James Madison Papers

To James Madison from Richard Bland Lee, 1 February 1806

Sully Feby. 1, 1806

Dear Sir,

I have just heard that a vacancy has lately happened on the Judicial Bench of Columbia, in consequence of Chief Justice Kilty having been appointed chancellor of Maryland. I have Some times thought, that I was qualified to fill one of the junior seats on that Bench, and at present, the appointment thereto would prove agreeable, and might be useful to my young family whose education begins to call for particular attention, the means of which are sparingly afforded in Country Situations. I therefore have taken the liberty of hinting my wish to you -- and to you only it is made -- under the confidence of that cordial esteem which has always governed my mind towards you.

I am very sensible, that many difficulties must be surmounted, and that already the appointment may be made or promised, as it rarely happens that a successor is not found for an office before the Occupant quits it. Some objections may also be made, politically and personally. As to the first, Among the virtuous of all Parties, variance of opinion will be always respected as the right of freemen, & when maintained with decency and firmness, tolerated especially by those who have obtained & enjoy an undisputed victory: But on this point, except as to one or two measures of considerable moment I have been one of those who have been satisfied with the general conduct of the present administration: And I shall never pledge myself to an indiscriminate approbation of any administration.

Personally it may be objected that I never practiced law.
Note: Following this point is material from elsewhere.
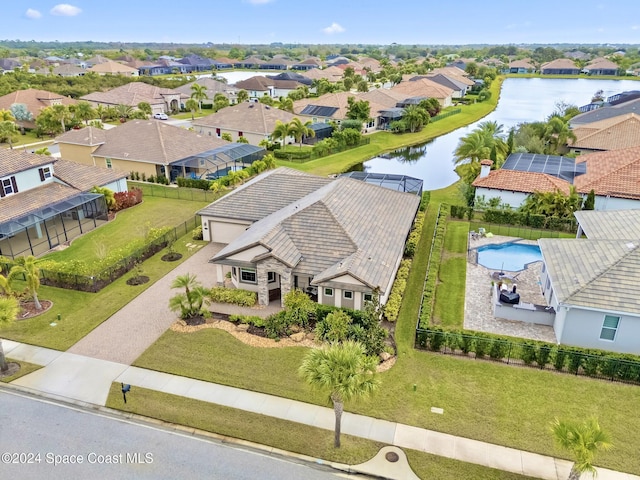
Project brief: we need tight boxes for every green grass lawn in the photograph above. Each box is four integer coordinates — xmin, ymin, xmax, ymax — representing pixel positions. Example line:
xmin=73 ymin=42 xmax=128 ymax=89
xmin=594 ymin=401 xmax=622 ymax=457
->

I studied it with some attention & very unwisely suffered myself to be drawn from the practice to the vain & unprofitable pursuits of another kind. In which I wasted the most precious portion of my time. I have however for a long time acted as a county court Magistrate & in a short time feel confident of being able to qualify my self for the station I solicit.

This letter is written in haste & confidence, and the subject of it is committed to your delicacy & friendship so to be managed, if not to my advantage at all events not to my injury.

I am happy to hear that Mrs. Madison has returned recovered. I have been much confined at home, in consequence of Mrs. Lee’s indisposition Who about two months ago was delivered of a son. She is now much better, & unites in sincere good wishes to yr. self Mrs. M. Mrs. P. & our other friends at yr. house with yr. obt. Sert.

Richard Bland Lee

P. S. Should it be be thought improper to appoint me I shall deem it a favor if Mr. Edmd. J. Lee should receive it. He has never been ⟨observed⟩ in Political Scenes, and in character & talents well qualified

DNA: RG 59—LAR—Letters of Application and Recommendation.